Yttrium stabilization and Pt addition to Pd/ZrO2 catalyst for the oxidation of methane in the presence of ethylene and water.

Abstract

Catalytic oxidation is the most efficient method of minimizing the emissions of harmful pollutants and greenhouse gases. In this study, ZrO2-supported Pd catalysts are investigated for the catalytic oxidation of methane and ethylene. Pd/Y2O3-stabilized ZrO2 (Pd/YSZ) catalysts show attractive catalytic activity for methane and ethylene oxidation. The ZrO2 support containing up to 8 mol% Y2O3 improves the water resistance and hydrothermal stability of the catalyst. All catalysts are characterized by X-ray diffraction (XRD), Brunauer–Emmett–Teller (BET), O2-temperature-programmed desorption (O2-TPD), and CO-chemisorption techniques. It shows that high Pd dispersion and Pd–PdO reciprocation on the Pd/YSZ catalyst results in relatively high stability. In situ diffuse reflectance infrared Fourier-transform (DRIFT) experiments are performed to study the reaction over the surface of the catalyst.
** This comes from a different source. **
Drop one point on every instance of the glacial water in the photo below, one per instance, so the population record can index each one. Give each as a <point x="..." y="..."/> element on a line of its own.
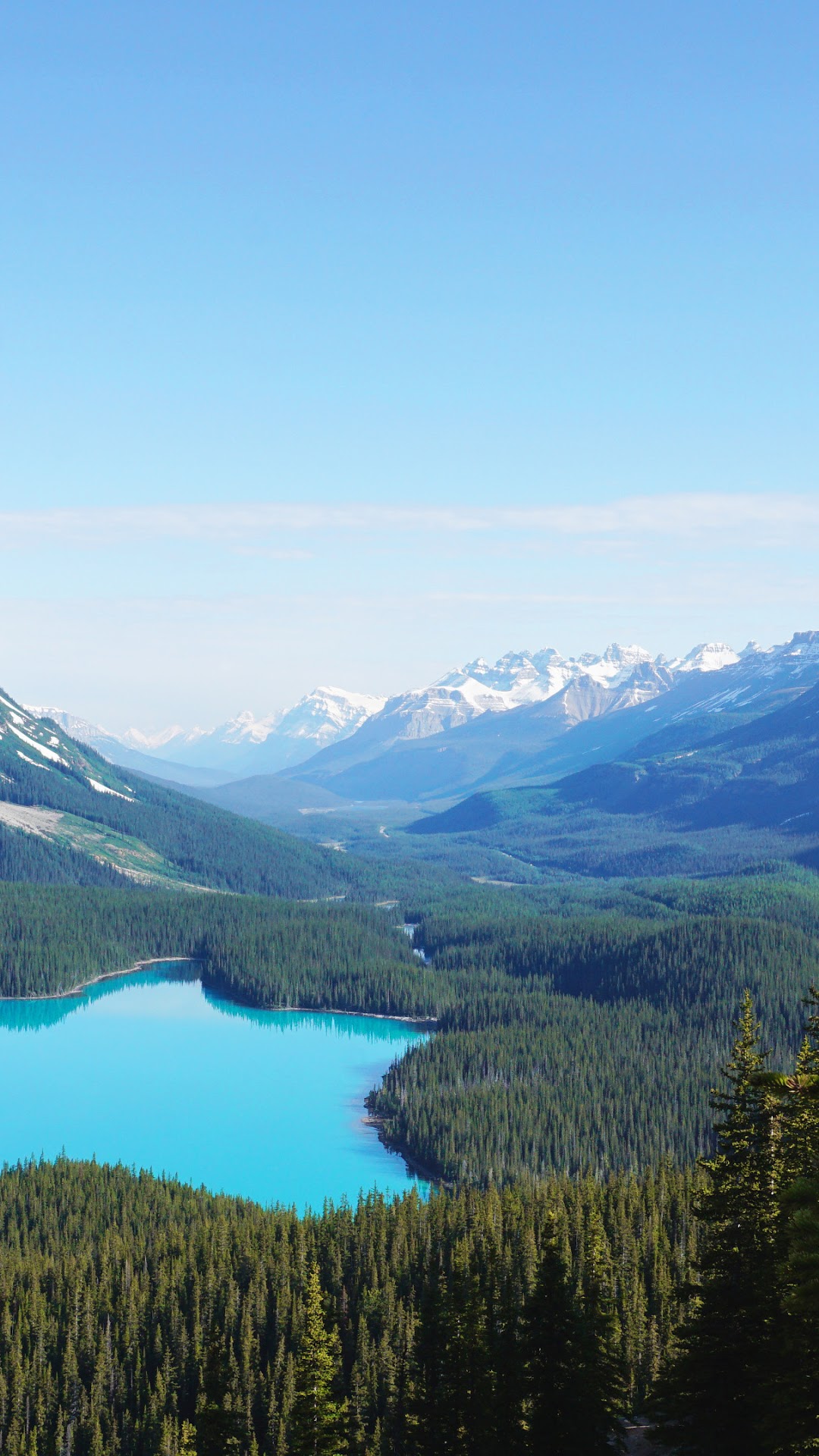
<point x="153" y="1072"/>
Compared with bimetallic catalysts (Pd : Pt), the same amounts of Pd and Pt supported on ZrO2 and Y2O3-stabilized ZrO2 catalysts show enhanced activity for methane and ethylene oxidation, respectively. A mixed hydrocarbon feed, containing methane and ethylene, lowers the CH4 light-off temperature by approximately 80 °C. This shows that ethylene addition has a promotional effect on the light-off temperature of methane.